Mexican-American brothers struggle against prejudice and adversity in this first novel from poet/memoirist Baca (The Importance of a Piece of Paper, 2004, etc.).
After their father Casimiro is felled by stroke in 2003, Lorenzo takes over the land Casimiro worked for its owner, Miller. Younger brother Vito, forced to leave the farm after beating up Miller’s son for disparaging a Mexican woman, dons boxing gloves and becomes a championship fighter. Unbeknownst to Miller, Lorenzo grows more than chili peppers; his marijuana crop generates plenty of surplus cash, which he uses to improve conditions for the area’s immigrant field workers.

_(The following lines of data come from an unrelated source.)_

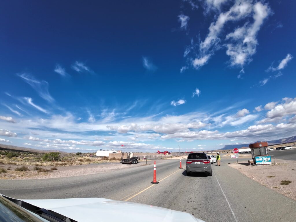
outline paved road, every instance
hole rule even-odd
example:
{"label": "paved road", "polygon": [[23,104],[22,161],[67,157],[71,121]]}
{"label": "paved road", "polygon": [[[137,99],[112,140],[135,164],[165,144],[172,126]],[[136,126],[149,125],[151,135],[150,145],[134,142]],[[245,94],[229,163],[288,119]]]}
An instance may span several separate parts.
{"label": "paved road", "polygon": [[286,160],[296,160],[296,149],[285,149],[283,150],[270,150],[270,155],[274,155],[276,159]]}
{"label": "paved road", "polygon": [[0,192],[23,199],[128,200],[187,212],[207,221],[295,221],[296,202],[228,166],[230,159],[222,158],[221,166],[213,165],[212,176],[187,176],[184,169],[178,169],[178,160],[157,160],[160,183],[153,185],[153,165],[149,165],[92,175],[0,181]]}

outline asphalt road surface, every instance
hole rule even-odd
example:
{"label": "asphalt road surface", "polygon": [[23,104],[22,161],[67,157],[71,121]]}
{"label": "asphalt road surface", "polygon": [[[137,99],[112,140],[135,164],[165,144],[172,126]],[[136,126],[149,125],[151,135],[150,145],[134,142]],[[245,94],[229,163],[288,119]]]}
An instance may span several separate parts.
{"label": "asphalt road surface", "polygon": [[[24,199],[99,197],[186,212],[206,221],[295,221],[296,202],[227,165],[212,165],[212,176],[187,176],[178,160],[106,173],[40,180],[0,181],[0,193]],[[150,164],[153,163],[149,161]],[[182,161],[185,166],[185,160]],[[143,215],[143,216],[144,216]],[[141,221],[141,218],[138,218]]]}

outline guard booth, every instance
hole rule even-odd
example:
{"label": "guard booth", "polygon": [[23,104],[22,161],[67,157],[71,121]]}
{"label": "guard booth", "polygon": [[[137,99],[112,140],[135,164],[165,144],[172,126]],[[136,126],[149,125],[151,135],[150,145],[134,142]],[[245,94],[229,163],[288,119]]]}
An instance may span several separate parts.
{"label": "guard booth", "polygon": [[262,165],[271,163],[271,157],[268,155],[268,146],[267,142],[257,142],[249,145],[254,164]]}

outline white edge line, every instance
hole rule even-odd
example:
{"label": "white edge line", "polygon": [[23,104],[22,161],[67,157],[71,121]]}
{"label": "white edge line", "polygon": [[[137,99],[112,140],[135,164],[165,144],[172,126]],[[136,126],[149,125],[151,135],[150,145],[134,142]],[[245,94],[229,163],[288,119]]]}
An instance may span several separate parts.
{"label": "white edge line", "polygon": [[215,177],[216,178],[216,179],[217,180],[217,182],[218,182],[218,184],[219,184],[219,186],[220,187],[220,189],[221,189],[221,190],[222,191],[222,193],[223,194],[223,195],[224,195],[224,197],[225,197],[225,199],[226,200],[226,202],[228,204],[228,206],[229,206],[229,208],[230,209],[230,211],[231,211],[231,213],[232,213],[232,215],[233,215],[233,217],[234,218],[234,220],[235,221],[235,222],[238,222],[238,221],[237,220],[237,217],[235,216],[235,215],[234,214],[234,213],[233,212],[233,210],[232,210],[232,207],[231,207],[231,206],[230,205],[230,204],[229,203],[229,201],[228,201],[228,200],[227,199],[227,197],[226,197],[226,195],[225,195],[225,194],[224,193],[224,192],[223,191],[223,190],[222,189],[222,188],[221,187],[221,185],[220,185],[220,183],[219,183],[219,181],[218,181],[218,179],[217,178],[217,177],[216,176],[216,174],[214,171],[214,175],[215,175]]}

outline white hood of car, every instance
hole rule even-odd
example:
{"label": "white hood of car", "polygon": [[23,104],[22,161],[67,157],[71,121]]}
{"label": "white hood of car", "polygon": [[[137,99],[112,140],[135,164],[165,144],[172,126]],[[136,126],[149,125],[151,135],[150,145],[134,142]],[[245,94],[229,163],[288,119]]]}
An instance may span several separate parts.
{"label": "white hood of car", "polygon": [[202,222],[191,214],[165,208],[103,198],[23,200],[79,222]]}

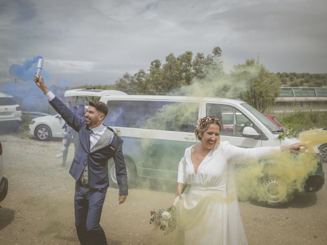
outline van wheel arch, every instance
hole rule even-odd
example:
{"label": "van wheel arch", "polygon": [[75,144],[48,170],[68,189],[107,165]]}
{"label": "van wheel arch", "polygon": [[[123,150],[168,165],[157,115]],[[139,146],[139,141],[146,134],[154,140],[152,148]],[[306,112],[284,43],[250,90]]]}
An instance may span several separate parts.
{"label": "van wheel arch", "polygon": [[35,128],[34,135],[39,140],[49,141],[52,139],[52,131],[49,126],[40,124]]}
{"label": "van wheel arch", "polygon": [[288,193],[286,184],[277,178],[265,178],[262,187],[264,206],[278,207],[293,199],[293,194]]}

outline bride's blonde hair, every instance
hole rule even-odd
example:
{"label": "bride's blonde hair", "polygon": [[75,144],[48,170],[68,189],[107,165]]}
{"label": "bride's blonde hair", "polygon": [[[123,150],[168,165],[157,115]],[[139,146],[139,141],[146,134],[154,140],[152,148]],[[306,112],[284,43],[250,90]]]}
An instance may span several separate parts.
{"label": "bride's blonde hair", "polygon": [[196,127],[194,130],[195,137],[199,140],[201,140],[200,134],[203,133],[209,127],[209,125],[212,124],[214,124],[219,126],[219,130],[221,131],[223,127],[221,122],[220,122],[220,120],[215,116],[205,116],[204,117],[200,118],[196,122]]}

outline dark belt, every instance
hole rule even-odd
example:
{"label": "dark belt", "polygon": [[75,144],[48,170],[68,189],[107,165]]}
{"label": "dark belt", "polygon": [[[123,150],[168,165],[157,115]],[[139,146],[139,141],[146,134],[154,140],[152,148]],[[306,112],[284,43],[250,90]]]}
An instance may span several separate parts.
{"label": "dark belt", "polygon": [[78,182],[78,184],[80,185],[80,186],[83,187],[88,187],[88,184],[83,184],[81,180],[78,180],[77,182]]}

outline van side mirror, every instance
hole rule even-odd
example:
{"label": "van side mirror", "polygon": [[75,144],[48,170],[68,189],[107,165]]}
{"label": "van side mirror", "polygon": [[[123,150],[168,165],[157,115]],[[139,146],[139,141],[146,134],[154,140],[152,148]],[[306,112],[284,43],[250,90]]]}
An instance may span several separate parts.
{"label": "van side mirror", "polygon": [[244,127],[242,135],[246,138],[251,138],[251,139],[259,139],[261,137],[261,135],[251,127]]}

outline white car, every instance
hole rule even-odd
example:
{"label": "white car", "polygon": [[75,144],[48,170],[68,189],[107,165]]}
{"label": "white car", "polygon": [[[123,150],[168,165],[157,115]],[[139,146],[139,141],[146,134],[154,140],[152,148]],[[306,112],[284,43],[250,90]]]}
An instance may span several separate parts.
{"label": "white car", "polygon": [[0,124],[2,128],[17,130],[21,122],[21,108],[16,99],[0,92]]}
{"label": "white car", "polygon": [[[77,105],[85,105],[87,108],[88,99],[104,95],[126,95],[127,93],[118,90],[105,90],[94,89],[71,89],[65,92],[65,97],[76,97]],[[84,98],[84,97],[86,98]],[[40,116],[34,118],[30,124],[29,133],[40,140],[51,140],[53,137],[63,138],[62,126],[65,121],[59,114]]]}
{"label": "white car", "polygon": [[7,195],[8,191],[8,181],[4,177],[4,160],[2,156],[2,145],[0,142],[0,202]]}
{"label": "white car", "polygon": [[32,120],[29,132],[40,140],[51,140],[54,137],[63,138],[64,124],[65,121],[59,114],[40,116]]}

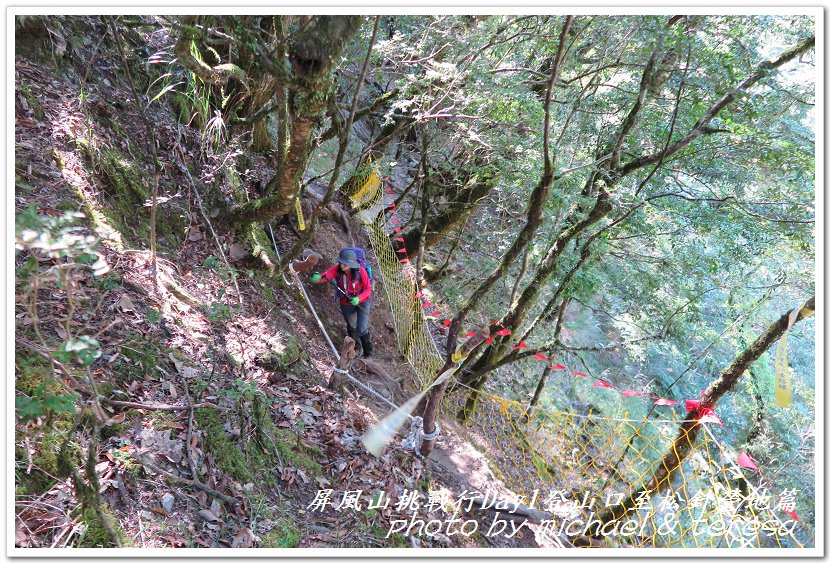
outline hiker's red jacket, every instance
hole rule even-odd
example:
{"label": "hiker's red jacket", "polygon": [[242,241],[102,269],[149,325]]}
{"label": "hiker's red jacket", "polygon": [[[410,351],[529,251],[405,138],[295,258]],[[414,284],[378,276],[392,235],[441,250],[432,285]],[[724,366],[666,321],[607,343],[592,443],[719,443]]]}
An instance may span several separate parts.
{"label": "hiker's red jacket", "polygon": [[340,296],[341,305],[347,304],[349,299],[354,296],[357,296],[361,303],[365,303],[372,296],[372,283],[369,281],[369,274],[366,273],[366,268],[363,266],[360,267],[354,279],[352,279],[352,270],[349,269],[348,272],[344,273],[340,270],[340,264],[335,264],[323,272],[323,277],[327,280],[336,281],[337,287],[349,296],[347,299],[342,293],[337,292]]}

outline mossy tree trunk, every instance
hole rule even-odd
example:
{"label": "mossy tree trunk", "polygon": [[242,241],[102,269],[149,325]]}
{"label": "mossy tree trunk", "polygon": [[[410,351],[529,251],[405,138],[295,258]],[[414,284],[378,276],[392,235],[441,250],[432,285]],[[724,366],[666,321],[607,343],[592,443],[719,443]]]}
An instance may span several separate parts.
{"label": "mossy tree trunk", "polygon": [[288,213],[300,190],[314,141],[335,88],[333,69],[345,42],[357,32],[359,16],[318,16],[288,47],[288,148],[276,163],[277,173],[265,196],[228,209],[222,219],[231,227],[266,221]]}

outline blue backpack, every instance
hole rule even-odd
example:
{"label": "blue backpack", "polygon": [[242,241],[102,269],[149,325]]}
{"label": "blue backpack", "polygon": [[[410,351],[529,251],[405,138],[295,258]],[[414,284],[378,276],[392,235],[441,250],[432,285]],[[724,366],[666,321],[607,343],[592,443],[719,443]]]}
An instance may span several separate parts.
{"label": "blue backpack", "polygon": [[373,286],[374,283],[373,283],[373,279],[372,279],[372,265],[369,264],[368,261],[366,261],[366,251],[364,249],[360,248],[359,246],[347,247],[347,248],[344,248],[343,250],[352,250],[352,251],[354,251],[355,257],[357,258],[357,263],[359,265],[363,266],[363,268],[366,270],[366,275],[369,276],[369,285]]}

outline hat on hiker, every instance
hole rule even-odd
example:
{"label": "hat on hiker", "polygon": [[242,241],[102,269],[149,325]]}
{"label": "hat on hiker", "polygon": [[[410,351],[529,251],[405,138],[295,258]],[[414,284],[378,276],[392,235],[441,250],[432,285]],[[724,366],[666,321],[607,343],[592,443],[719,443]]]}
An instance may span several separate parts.
{"label": "hat on hiker", "polygon": [[360,264],[357,262],[357,254],[354,250],[344,248],[340,251],[340,257],[337,259],[340,264],[345,264],[349,268],[359,268]]}

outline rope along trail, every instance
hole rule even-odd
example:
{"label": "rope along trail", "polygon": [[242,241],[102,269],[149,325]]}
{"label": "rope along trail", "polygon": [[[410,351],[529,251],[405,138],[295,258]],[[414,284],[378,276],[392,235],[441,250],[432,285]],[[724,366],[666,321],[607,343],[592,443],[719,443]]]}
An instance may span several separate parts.
{"label": "rope along trail", "polygon": [[[416,374],[420,392],[397,407],[351,374],[344,375],[393,409],[392,415],[373,431],[391,436],[409,420],[410,434],[402,446],[417,452],[423,439],[422,421],[410,413],[436,383],[433,379],[443,361],[416,297],[414,268],[401,259],[390,242],[387,230],[397,221],[392,219],[387,225],[382,186],[374,169],[365,176],[352,201],[361,209],[357,218],[365,226],[378,265],[376,271],[383,279],[398,346]],[[400,229],[395,228],[395,232]],[[276,250],[276,243],[274,247]],[[302,283],[296,281],[311,306]],[[316,312],[314,315],[339,358]],[[454,375],[451,370],[441,379]],[[483,390],[477,391],[477,407],[472,415],[458,422],[468,392],[469,388],[456,380],[454,391],[441,405],[441,418],[457,422],[456,427],[487,454],[494,473],[511,490],[526,498],[534,494],[540,501],[544,498],[548,505],[542,508],[563,518],[590,521],[592,513],[598,514],[648,483],[680,424],[674,413],[671,419],[633,420],[539,407],[528,412],[521,402]],[[779,516],[782,512],[776,506],[777,499],[765,499],[763,488],[749,481],[754,476],[735,465],[736,453],[723,446],[708,426],[705,430],[692,453],[673,472],[668,491],[638,499],[637,508],[626,515],[629,523],[617,522],[616,528],[604,528],[608,533],[602,535],[607,544],[714,548],[804,547],[805,541],[814,543],[803,528],[791,529],[788,522],[794,522]]]}

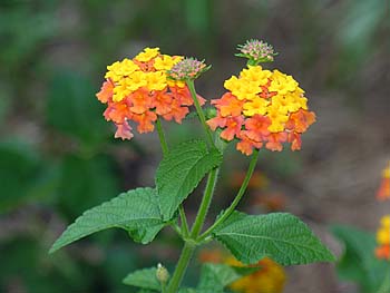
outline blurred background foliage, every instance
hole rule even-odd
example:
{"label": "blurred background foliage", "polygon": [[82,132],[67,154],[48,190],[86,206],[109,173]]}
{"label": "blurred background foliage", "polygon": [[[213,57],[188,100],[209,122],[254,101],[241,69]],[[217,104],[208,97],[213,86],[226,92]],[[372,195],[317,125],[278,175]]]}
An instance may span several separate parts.
{"label": "blurred background foliage", "polygon": [[[305,152],[264,152],[260,168],[270,177],[271,193],[259,185],[251,192],[254,199],[247,197],[243,206],[257,213],[287,208],[320,226],[331,222],[331,212],[319,219],[313,205],[305,204],[312,189],[302,182],[310,180],[310,166],[323,167],[322,162],[340,147],[325,137],[329,128],[340,127],[337,124],[351,124],[355,131],[360,124],[370,124],[369,131],[378,136],[368,137],[377,143],[367,148],[382,154],[383,145],[389,146],[389,20],[384,0],[1,0],[0,292],[129,292],[120,281],[131,270],[157,262],[174,266],[181,243],[170,231],[147,247],[109,231],[47,254],[56,236],[86,208],[121,191],[153,185],[160,158],[155,134],[129,143],[115,140],[94,97],[107,65],[147,46],[212,64],[213,70],[197,82],[199,94],[211,99],[243,66],[243,60],[233,58],[236,45],[264,39],[280,52],[274,67],[301,81],[319,119],[322,114],[331,123],[333,107],[355,115],[354,119],[341,115],[328,128],[319,126],[316,135],[312,130]],[[164,126],[169,127],[170,144],[196,131],[192,119],[183,126]],[[331,133],[331,138],[351,145],[344,133]],[[233,170],[245,168],[245,159],[233,147],[228,152],[218,189],[224,196],[215,199],[212,212],[232,198],[236,188],[232,178],[240,178]],[[275,192],[277,185],[283,188]],[[283,193],[300,196],[286,205]],[[301,204],[304,207],[298,208]],[[191,216],[196,207],[197,198],[186,204]],[[298,283],[310,282],[305,272],[292,275]],[[332,290],[342,285],[332,273],[328,277],[332,287],[323,292],[339,292]],[[189,273],[187,283],[195,279]],[[286,292],[302,291],[287,284]]]}

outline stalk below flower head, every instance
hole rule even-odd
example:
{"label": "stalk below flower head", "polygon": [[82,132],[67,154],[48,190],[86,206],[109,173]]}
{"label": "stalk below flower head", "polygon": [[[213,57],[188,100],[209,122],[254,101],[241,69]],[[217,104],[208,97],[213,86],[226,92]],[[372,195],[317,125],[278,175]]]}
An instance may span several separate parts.
{"label": "stalk below flower head", "polygon": [[196,79],[203,72],[207,71],[211,66],[206,66],[204,60],[199,61],[196,58],[184,58],[179,62],[175,64],[170,70],[168,70],[168,77],[173,80],[185,81],[188,79]]}
{"label": "stalk below flower head", "polygon": [[309,111],[304,90],[292,76],[248,65],[224,87],[227,92],[212,100],[216,117],[207,121],[213,130],[222,129],[223,139],[238,139],[236,148],[245,155],[263,146],[281,152],[282,143],[301,149],[301,135],[315,121],[315,114]]}
{"label": "stalk below flower head", "polygon": [[248,65],[259,65],[260,62],[272,62],[277,52],[273,47],[265,41],[251,39],[244,45],[238,45],[236,53],[237,57],[244,57],[248,59]]}
{"label": "stalk below flower head", "polygon": [[[115,137],[134,136],[129,121],[137,124],[140,134],[153,131],[157,117],[182,123],[194,101],[185,82],[169,79],[167,71],[183,59],[145,48],[135,58],[107,67],[106,81],[96,96],[107,104],[104,116],[116,125]],[[198,100],[205,102],[199,96]]]}

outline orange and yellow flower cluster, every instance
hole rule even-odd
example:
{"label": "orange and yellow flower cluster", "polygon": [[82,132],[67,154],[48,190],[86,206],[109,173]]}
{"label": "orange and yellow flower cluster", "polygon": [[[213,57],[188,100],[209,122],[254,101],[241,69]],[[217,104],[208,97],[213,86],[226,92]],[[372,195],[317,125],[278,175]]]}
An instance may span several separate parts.
{"label": "orange and yellow flower cluster", "polygon": [[390,215],[382,217],[377,232],[377,242],[379,244],[376,248],[377,257],[390,261]]}
{"label": "orange and yellow flower cluster", "polygon": [[383,201],[389,198],[390,199],[390,162],[388,166],[383,169],[382,173],[382,182],[379,186],[377,198],[379,201]]}
{"label": "orange and yellow flower cluster", "polygon": [[282,150],[286,141],[293,150],[301,148],[301,134],[315,121],[315,115],[308,110],[304,91],[291,76],[248,66],[224,87],[228,91],[212,100],[217,115],[207,121],[213,130],[223,129],[223,139],[237,138],[236,148],[245,155],[263,146]]}
{"label": "orange and yellow flower cluster", "polygon": [[96,96],[107,104],[104,116],[117,126],[115,137],[134,136],[129,121],[137,124],[138,133],[153,131],[157,117],[182,123],[194,102],[185,82],[167,75],[182,59],[163,55],[159,48],[146,48],[133,59],[107,67],[106,81]]}

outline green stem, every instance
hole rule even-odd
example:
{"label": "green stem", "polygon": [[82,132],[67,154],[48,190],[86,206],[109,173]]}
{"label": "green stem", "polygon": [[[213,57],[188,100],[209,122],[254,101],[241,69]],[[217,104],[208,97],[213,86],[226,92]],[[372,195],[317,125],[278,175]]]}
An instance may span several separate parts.
{"label": "green stem", "polygon": [[[211,146],[215,147],[214,140],[213,140],[213,135],[212,135],[212,133],[206,124],[206,118],[203,114],[203,110],[201,108],[199,101],[198,101],[197,96],[196,96],[194,80],[189,80],[189,79],[186,80],[186,85],[187,85],[189,92],[191,92],[191,96],[194,100],[194,105],[195,105],[197,115],[199,117],[201,124],[206,133],[207,140],[208,140]],[[207,215],[207,212],[209,208],[209,204],[213,199],[217,173],[218,173],[218,168],[215,168],[208,174],[206,189],[204,192],[202,203],[201,203],[199,209],[198,209],[196,218],[195,218],[195,223],[194,223],[193,228],[191,231],[189,240],[188,238],[185,240],[186,242],[184,244],[181,257],[177,262],[175,272],[174,272],[172,280],[169,282],[167,293],[176,293],[177,292],[181,283],[182,283],[183,276],[187,270],[191,257],[194,254],[195,246],[196,246],[195,240],[199,235],[199,232],[203,227],[203,224],[205,222],[205,218],[206,218],[206,215]],[[186,222],[183,222],[182,226],[184,225],[184,223],[186,223]]]}
{"label": "green stem", "polygon": [[189,232],[188,232],[187,217],[185,215],[183,204],[178,207],[178,213],[181,214],[181,221],[182,221],[182,235],[184,237],[187,237]]}
{"label": "green stem", "polygon": [[199,211],[197,212],[193,228],[191,231],[191,237],[194,240],[196,240],[196,237],[199,235],[199,232],[205,222],[205,218],[209,208],[209,204],[212,203],[212,199],[213,199],[217,174],[218,174],[218,168],[212,169],[212,172],[208,174],[206,189],[203,195]]}
{"label": "green stem", "polygon": [[218,169],[215,168],[208,174],[206,189],[204,192],[199,211],[197,212],[195,223],[191,231],[189,240],[186,241],[184,248],[182,251],[181,258],[178,260],[177,266],[175,268],[174,275],[172,276],[167,293],[175,293],[182,283],[185,271],[187,270],[188,263],[195,250],[195,241],[198,236],[203,224],[205,222],[209,204],[213,198],[215,183],[217,178]]}
{"label": "green stem", "polygon": [[241,198],[243,197],[245,191],[246,191],[246,187],[247,187],[247,184],[250,183],[250,179],[252,177],[252,174],[254,172],[254,168],[256,167],[256,163],[257,163],[257,157],[259,157],[259,149],[255,149],[253,152],[253,155],[252,155],[252,159],[251,159],[251,163],[250,163],[250,166],[247,168],[247,172],[246,172],[246,175],[245,175],[245,178],[244,178],[244,182],[243,184],[241,185],[240,187],[240,191],[236,195],[236,197],[234,198],[233,203],[231,204],[231,206],[225,211],[225,213],[223,213],[223,215],[217,219],[215,221],[215,223],[205,231],[205,233],[203,233],[201,235],[201,237],[197,240],[197,241],[204,241],[209,234],[213,233],[213,231],[220,225],[222,224],[226,218],[230,217],[230,215],[234,212],[234,209],[236,208],[236,206],[238,205]]}
{"label": "green stem", "polygon": [[160,143],[162,149],[163,149],[163,156],[165,157],[168,154],[168,144],[166,143],[162,121],[159,120],[158,117],[156,120],[156,126],[157,126],[157,134],[158,134],[159,143]]}
{"label": "green stem", "polygon": [[205,133],[206,133],[206,136],[207,136],[207,140],[208,140],[211,146],[214,146],[212,131],[209,130],[209,127],[206,124],[206,117],[203,114],[202,107],[201,107],[199,101],[198,101],[197,96],[196,96],[194,80],[187,79],[185,82],[186,82],[186,85],[187,85],[187,87],[189,89],[191,96],[192,96],[192,98],[194,100],[196,113],[197,113],[197,116],[199,117],[199,120],[201,120],[201,124],[202,124],[203,128],[205,129]]}
{"label": "green stem", "polygon": [[195,245],[192,243],[185,243],[181,258],[178,258],[177,266],[175,268],[174,275],[172,276],[172,280],[169,282],[167,293],[176,293],[178,290],[178,286],[182,283],[183,276],[185,271],[187,270],[188,263],[191,261],[191,257],[193,256],[195,251]]}
{"label": "green stem", "polygon": [[[165,139],[165,133],[162,126],[162,121],[158,117],[156,120],[156,126],[157,126],[159,143],[163,149],[163,156],[165,157],[168,154],[169,149],[168,149],[168,144],[166,143],[166,139]],[[188,235],[188,224],[187,224],[187,218],[186,218],[183,205],[179,206],[178,211],[182,219],[182,235],[186,237]]]}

He falls for Carmen, a graduate student writing her thesis on the migrants, but is caught between the way of life made possible by his illicit trade and Carmen’s insistence that they join with the workers to agitate for improved conditions. Meanwhile, Vito becomes a hero to the Chicano field hands by equating his fights with the struggle against Anglo injustice and oppression. The narrative skips back and forth in chronology, always circling around the murder of their mother Nopal when Lorenzo was five. We learn that 15-year-old Nopal fled Mexico for America in 1983, fought off a rapist, was rescued by Casimiro, had a singing career that led to her death; ethereal italicized passages suggest that her spirit still follows her sons. All lines eventually converge in a questionably executed and predictable dénouement that would work better with fuller character development. Baca’s impulse to poetic reverie sacrifices clarity and accessibility for surreal, excessive description. Conversely, lack of specificity keeps the material about the plight of immigrant workers at the level of vague archetypes. The betrayal of one brother by the other, the fight in which their bid for land ownership is at stake, as well as the unlikely discovery of their mother’s murderer are all rushed through in prose that never earns believability, empathy or a hold on the reader’s attention.
A potentially interesting story sabotaged by lack of discipline.